Harlan’s jaw clenched. He didn’t want to say it aloud, but the thought had been gnawing at him since the first shot.
“It could be,” he admitted. “This whole thing might be designed to draw Garrett out, leaving them exposed. If Evie’s the target, that’s when the real strike happens.”
Her breath caught, the weight of it hitting her. She finished the text and sent it off, then tightened her grip on her gun, her knuckles pale against the dark metal.
Another volley of shots rang out, the windshield vibrating under the impact. The night pressed close, the trees across the road hiding whoever had them in their sights.
Harlan’s mind raced. Whoever was out there was smart enough to keep hidden, patient enough to keep the fire concentrated. That made them dangerous.
Harlan’s mind worked fast. He thought about cracking his window, leaning out, and sending fire back across the road. It might make the shooter pull back, but it would also expose him. One opening, one flash of skin in the dark, and whoever was out there would have the perfect shot. And there could be two of them. A second shooter could be waiting for exactly that mistake.
The pounding rattle of bullets kept hammering into the glass, the steady rhythm drilling into his chest. Then the windshield gave way with a violent shatter, safety glass raining down on them. The sound was like ice breaking on a frozen lake, sharp and final.

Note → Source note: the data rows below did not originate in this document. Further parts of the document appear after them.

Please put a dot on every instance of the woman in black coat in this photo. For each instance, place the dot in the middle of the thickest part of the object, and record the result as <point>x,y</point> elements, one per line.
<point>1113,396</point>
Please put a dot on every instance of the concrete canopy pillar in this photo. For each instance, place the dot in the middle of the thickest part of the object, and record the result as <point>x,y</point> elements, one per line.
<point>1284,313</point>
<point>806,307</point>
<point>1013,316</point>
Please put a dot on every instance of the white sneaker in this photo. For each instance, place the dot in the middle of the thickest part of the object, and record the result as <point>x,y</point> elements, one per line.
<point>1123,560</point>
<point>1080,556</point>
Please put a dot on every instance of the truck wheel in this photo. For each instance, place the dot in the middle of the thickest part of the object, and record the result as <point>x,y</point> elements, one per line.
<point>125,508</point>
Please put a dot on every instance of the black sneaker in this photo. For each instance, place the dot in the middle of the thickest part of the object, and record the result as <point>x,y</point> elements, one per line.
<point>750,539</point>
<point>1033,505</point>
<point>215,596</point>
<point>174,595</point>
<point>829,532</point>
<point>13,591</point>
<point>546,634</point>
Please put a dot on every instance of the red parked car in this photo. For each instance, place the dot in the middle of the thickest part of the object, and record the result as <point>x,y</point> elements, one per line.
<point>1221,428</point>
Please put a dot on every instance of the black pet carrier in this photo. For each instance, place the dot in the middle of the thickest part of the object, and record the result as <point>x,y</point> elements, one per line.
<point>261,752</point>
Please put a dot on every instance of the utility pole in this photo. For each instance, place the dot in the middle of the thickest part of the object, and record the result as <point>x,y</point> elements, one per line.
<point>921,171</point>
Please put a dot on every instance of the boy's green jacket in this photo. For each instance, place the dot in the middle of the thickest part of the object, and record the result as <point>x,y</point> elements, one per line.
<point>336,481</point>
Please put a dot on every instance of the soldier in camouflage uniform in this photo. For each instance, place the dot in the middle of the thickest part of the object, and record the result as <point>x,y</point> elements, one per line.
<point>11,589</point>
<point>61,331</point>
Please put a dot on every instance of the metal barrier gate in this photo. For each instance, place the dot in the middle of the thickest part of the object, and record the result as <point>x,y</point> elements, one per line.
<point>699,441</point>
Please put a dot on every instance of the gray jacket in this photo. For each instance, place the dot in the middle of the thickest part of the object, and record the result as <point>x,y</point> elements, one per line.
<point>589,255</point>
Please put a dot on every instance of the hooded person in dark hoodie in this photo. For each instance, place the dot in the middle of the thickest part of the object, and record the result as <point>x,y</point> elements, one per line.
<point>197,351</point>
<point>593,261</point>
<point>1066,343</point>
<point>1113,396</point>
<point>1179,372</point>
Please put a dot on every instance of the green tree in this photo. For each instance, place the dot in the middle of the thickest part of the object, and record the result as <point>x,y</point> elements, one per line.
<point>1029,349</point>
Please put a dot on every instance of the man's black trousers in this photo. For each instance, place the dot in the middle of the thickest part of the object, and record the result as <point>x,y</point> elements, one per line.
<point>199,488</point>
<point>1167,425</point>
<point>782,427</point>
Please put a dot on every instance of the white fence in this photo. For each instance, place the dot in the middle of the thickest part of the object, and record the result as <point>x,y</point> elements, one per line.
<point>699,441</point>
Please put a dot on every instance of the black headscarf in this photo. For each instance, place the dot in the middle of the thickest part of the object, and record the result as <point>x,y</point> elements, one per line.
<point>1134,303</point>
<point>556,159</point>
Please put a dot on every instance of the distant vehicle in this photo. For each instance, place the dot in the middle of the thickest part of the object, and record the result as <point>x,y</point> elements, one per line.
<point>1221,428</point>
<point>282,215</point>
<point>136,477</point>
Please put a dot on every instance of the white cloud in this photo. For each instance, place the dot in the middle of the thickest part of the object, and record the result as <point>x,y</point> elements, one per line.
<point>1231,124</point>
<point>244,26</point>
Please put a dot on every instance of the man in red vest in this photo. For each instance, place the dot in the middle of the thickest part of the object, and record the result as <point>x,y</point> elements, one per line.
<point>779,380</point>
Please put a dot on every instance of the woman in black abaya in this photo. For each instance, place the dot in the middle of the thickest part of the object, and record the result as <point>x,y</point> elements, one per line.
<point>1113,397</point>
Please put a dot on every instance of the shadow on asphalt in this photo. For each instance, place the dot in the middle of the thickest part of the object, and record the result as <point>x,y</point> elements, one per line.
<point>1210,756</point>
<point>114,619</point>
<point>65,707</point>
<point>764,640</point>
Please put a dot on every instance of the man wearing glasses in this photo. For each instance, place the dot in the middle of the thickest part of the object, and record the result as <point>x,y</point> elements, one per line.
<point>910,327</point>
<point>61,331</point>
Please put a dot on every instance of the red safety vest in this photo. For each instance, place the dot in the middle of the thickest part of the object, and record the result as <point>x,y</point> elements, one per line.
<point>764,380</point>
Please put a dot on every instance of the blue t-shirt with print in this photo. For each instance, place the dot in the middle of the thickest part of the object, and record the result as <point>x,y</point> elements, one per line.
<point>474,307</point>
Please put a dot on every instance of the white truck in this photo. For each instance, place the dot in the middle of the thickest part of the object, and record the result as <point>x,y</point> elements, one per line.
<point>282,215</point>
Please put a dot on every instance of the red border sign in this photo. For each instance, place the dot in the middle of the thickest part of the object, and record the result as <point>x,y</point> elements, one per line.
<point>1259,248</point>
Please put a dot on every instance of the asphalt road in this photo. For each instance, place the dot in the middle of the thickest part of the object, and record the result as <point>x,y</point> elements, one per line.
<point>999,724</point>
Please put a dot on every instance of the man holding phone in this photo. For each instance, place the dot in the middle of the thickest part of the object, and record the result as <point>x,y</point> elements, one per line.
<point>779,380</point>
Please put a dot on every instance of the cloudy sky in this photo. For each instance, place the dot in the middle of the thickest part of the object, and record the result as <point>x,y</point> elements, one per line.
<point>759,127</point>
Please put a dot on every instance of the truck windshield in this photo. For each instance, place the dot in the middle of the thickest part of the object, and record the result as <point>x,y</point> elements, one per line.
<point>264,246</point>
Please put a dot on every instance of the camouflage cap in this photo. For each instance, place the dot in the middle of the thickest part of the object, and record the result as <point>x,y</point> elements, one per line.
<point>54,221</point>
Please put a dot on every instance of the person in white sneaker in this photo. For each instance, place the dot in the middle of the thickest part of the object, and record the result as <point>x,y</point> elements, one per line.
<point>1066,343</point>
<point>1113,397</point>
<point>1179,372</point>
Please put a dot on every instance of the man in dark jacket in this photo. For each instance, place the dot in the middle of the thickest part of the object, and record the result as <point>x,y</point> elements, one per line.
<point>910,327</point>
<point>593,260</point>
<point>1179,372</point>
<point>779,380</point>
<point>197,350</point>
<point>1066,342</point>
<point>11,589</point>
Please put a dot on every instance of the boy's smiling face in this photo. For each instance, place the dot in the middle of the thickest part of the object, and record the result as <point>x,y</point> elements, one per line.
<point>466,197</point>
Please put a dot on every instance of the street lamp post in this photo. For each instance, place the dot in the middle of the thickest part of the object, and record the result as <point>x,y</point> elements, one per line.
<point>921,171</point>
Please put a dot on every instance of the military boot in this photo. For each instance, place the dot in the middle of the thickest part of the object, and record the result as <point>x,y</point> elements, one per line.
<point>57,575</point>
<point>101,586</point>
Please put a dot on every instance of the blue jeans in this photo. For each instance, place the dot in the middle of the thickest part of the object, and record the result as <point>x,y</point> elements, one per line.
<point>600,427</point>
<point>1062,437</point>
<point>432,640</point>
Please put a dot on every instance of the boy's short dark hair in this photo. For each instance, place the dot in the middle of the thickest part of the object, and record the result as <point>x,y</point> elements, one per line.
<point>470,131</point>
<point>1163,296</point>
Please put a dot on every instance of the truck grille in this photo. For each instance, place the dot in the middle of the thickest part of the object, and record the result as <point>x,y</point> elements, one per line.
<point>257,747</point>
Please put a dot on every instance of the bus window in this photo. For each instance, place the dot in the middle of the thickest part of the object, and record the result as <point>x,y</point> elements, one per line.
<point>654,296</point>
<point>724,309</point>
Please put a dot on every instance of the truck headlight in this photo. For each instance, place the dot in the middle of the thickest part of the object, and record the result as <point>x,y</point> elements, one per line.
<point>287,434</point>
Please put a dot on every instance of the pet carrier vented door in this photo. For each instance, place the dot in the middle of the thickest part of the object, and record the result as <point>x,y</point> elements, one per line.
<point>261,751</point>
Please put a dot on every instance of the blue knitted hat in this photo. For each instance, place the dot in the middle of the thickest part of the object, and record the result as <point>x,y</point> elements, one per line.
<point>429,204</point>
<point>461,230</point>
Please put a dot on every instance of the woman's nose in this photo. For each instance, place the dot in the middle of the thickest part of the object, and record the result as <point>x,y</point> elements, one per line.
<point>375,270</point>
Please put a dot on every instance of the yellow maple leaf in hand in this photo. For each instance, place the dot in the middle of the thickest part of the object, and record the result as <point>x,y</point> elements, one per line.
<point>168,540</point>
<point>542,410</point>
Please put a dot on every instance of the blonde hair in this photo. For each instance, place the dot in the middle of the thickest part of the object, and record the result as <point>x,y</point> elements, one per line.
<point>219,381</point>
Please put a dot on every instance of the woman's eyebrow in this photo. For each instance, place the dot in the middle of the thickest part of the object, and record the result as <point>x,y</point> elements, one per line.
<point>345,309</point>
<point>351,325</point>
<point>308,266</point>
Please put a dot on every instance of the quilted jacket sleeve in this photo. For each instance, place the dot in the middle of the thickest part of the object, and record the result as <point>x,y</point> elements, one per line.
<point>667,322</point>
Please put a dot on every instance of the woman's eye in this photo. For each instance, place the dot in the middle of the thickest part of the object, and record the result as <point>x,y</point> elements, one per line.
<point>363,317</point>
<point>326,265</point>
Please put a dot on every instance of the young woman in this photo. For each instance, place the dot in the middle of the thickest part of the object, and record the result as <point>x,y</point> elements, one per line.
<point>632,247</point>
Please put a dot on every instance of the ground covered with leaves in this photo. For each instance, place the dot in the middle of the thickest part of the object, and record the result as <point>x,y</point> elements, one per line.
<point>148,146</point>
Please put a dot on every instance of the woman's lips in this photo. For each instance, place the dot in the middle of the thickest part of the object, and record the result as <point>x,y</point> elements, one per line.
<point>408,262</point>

Laney flinched beside him, throwing an arm up against the shower of fragments. Harlan shoved closer to her, shielding her with his body while shards tumbled onto them. The front of the SUV looked gutted, the night air rushing in with the smell of gunpowder and the bitter tang of splintered glass.
His heart was pounding, his instincts screaming that the shooter was waiting for them to panic, to open a door, to make one wrong move.
Harlan’s muscles coiled, his hand gripping the rifle tight as he weighed his options. Throwing the SUV into reverse would get them out of the line of fire, but it would also drag the shooter’s aim straight toward the house. Toward Evie. Toward Carol.
That wasn’t an option.
He forced himself higher, enough to clear his weapon, and lined up across the cracked remains of the windshield. His finger curled, ready to squeeze the trigger and send a message back into the dark.
A cry split the gunfire. Raw. Jagged. Pain.
“Ah, hell—I’m hit!”
Billy.
The sound of his voice burned through Harlan’s head as he froze, weapon steady but his pulse spiking harder. He didn’t lower the barrel, not yet, but his eyes flicked toward the tree line, straining to catch movement. The gunfire had stopped.
Laney sucked in a sharp breath beside him, her gaze snapping toward him. Her knuckles were white where she clutched her sidearm.
Billy’s voice came again, weaker, echoing through the dark. “I need help! I’ve been shot.”
Harlan’s jaw tightened. This could be a trick. Or it could be the one person with answers bleeding out in the woods.
The phone buzzed against his thigh. Harlan risked a quick glance, then let out a tight breath when he saw Garrett’s message. Backup was coming. Deputies. Crossfire Ops. Reinforcements they needed.
But help was still minutes away.
His mind worked fast. If Billy really was down, bleeding in those trees, they might need more than armed men. They might need an ambulance. But calling EMTs here, now, would be signing their death warrants. No medic unit could roll up without lights, without sound, and whoever had just lit up the SUV was still out there. Waiting. Watching.
Harlan’s gut told him moving too soon would only paint targets on their backs.
Beside him, Laney kept her gun at the ready, eyes on the dark beyond the cracked windshield. She was silent, but he didn’t need words to feel the same battle raging through her. Stay safe in the SUV, or risk stepping into a trap.
Another faint groan carried from the trees. Billy again. Closer this time, or maybe weaker. Hard to tell.
Harlan ground his teeth and forced himself to stay still. Too risky. They had to wait, no matter how much every instinct screamed at him to move.
The gunfire started up. Each round slammed into the front of the SUV with a jolt that rattled through the frame. Billy’s shouts for help carried over the bursts, thinner now, more desperate. He was fading.
Or maybe pretending to do that anyway.
Laney’s voice cut through the barrage. “If we fire together, keep it constant, it’ll pin the shooter down. They’ll have to stop or pull back.”
Harlan’s jaw tightened. She was right. Sitting still was only giving the shooter the advantage. The SUV had extra weapons, full magazines stacked for exactly this kind of nightmare. If they lit up the tree line, it could force whoever was out there to break cover. Or at least keep the rounds off them long enough for backup to close in.